I find it hard to believe that this hasn't been asked before, but I wasn't able to find a dupe.

I've seen several new users go through these steps:

  1. post a code sample, without any other info, that contains multiple bugs
  2. get a fix for one of the bugs
  3. recompile and get a different error
  4. post a new question with nearly the same code but a different error

Usually, I and/or someone else will gently poke those users to let them know that they can edit their earlier questions instead of making a new post.

A certain new user made three such posts yesterday (one, two — 10k only, three) and just posted again about the same issue. I was about to post another comment asking him to edit an earlier post, but I noticed that his code today was somewhat different than it was yesterday.

Based on that code change, is this a legit separate question, even though it deals with the same topic discussed yesterday? One of the earlier answers even mentions code 450 vs. code 530. And, more generally, when is it appropriate to post a new question about a topic you've recently asked SO/SF/SU about, instead of editing the earlier post?

  • 2
    #2 was apparently merged with #1, since it is not visible even to 10k users.
    – mmyers
    Apr 28, 2010 at 20:16

3 Answers 3


If it is a different question that doesn't rely on the information from the first question, then you should ask it as a new question. For example, I once asked two separate questions about the same section of an application I am working on. However, the topics they cover were completely different and aside from the basic background on what that section of the app did, there was no need to share any information between them.

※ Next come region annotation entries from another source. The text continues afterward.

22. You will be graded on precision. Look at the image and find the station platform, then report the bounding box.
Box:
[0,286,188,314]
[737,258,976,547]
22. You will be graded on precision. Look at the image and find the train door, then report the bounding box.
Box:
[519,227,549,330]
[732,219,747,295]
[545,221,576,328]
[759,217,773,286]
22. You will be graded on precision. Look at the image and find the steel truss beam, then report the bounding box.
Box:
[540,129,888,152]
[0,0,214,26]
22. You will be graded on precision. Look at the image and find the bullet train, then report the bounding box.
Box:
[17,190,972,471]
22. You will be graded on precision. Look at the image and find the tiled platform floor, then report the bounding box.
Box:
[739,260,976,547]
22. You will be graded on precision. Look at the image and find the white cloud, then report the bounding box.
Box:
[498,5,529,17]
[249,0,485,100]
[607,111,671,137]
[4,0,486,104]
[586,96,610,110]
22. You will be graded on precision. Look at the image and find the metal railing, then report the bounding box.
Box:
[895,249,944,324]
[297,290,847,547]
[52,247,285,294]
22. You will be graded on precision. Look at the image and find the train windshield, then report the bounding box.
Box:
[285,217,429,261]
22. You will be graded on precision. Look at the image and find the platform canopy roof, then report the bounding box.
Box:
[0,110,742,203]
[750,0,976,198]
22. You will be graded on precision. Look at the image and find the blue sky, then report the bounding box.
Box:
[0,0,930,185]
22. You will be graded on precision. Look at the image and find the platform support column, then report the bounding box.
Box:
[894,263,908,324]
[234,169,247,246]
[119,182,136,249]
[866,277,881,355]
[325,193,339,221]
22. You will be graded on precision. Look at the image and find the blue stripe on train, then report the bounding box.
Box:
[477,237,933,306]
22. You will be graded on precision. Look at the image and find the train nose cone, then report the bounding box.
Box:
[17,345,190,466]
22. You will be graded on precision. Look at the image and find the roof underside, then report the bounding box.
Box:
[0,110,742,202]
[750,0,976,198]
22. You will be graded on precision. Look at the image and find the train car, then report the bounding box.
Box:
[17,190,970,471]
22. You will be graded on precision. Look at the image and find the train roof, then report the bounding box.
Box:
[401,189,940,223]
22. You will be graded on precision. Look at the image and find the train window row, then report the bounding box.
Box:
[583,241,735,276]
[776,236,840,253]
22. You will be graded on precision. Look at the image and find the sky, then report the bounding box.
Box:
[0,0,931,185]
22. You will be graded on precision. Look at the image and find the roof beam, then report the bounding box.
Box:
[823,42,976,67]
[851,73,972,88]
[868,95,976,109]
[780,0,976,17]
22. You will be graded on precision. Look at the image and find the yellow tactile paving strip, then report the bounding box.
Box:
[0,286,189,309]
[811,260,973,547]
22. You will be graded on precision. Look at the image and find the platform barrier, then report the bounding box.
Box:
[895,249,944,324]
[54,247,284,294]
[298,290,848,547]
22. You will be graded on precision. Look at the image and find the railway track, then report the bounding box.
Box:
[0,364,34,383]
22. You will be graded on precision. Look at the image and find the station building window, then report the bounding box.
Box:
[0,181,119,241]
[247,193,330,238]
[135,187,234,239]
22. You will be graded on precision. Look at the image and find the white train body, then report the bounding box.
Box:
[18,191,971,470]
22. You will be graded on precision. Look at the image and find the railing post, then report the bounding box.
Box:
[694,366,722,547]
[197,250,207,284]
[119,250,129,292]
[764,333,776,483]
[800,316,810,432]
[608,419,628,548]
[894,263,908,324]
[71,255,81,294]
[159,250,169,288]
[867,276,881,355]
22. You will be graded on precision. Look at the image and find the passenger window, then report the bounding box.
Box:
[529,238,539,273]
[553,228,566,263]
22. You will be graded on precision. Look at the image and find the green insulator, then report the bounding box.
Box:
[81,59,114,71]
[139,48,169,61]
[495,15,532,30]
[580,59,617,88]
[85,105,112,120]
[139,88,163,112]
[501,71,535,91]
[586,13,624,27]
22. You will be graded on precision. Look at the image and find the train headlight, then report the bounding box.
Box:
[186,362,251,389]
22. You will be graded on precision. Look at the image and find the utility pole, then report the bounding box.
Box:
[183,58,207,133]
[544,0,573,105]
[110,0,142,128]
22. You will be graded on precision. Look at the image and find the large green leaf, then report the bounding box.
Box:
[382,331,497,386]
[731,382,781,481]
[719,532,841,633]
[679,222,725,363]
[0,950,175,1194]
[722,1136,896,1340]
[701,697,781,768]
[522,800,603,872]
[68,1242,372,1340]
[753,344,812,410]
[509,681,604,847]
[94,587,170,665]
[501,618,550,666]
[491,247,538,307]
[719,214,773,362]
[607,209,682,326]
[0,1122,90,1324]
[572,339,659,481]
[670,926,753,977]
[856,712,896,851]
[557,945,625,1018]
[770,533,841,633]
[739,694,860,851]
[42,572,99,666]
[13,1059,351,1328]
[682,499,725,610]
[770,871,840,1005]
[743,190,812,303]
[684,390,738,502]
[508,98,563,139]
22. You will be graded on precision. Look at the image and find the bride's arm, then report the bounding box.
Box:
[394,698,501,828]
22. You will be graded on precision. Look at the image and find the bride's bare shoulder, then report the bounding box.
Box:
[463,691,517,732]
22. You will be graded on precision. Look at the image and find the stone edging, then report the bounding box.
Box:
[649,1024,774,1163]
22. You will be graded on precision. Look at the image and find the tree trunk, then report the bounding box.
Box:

But if a significant part of your original question is key to the following question, then it really makes better sense to stay in the same question.


I'm not sure that extended debugging sessions are the right kind of question to be asking on SO. I think they'll have little if any value to future users of the site. If I don't start out with the same piece of buggy code, then I'm not likely to have the same set of errors.

Having said that, I think it calls for a new question if it deals with a new error. Once you fix the first problem then the answers to the original question still apply to that problem. It doesn't seem right to change the question to make those answers invalid. It also seems like you won't get any new answers if you add new information about a new bug you've uncovered, because your question will already have multiple answers.


It's a hard line to draw, and usually needs to be determined on a case-by-case basis. It really depends on how different the new situation is. The same project can have many different questions.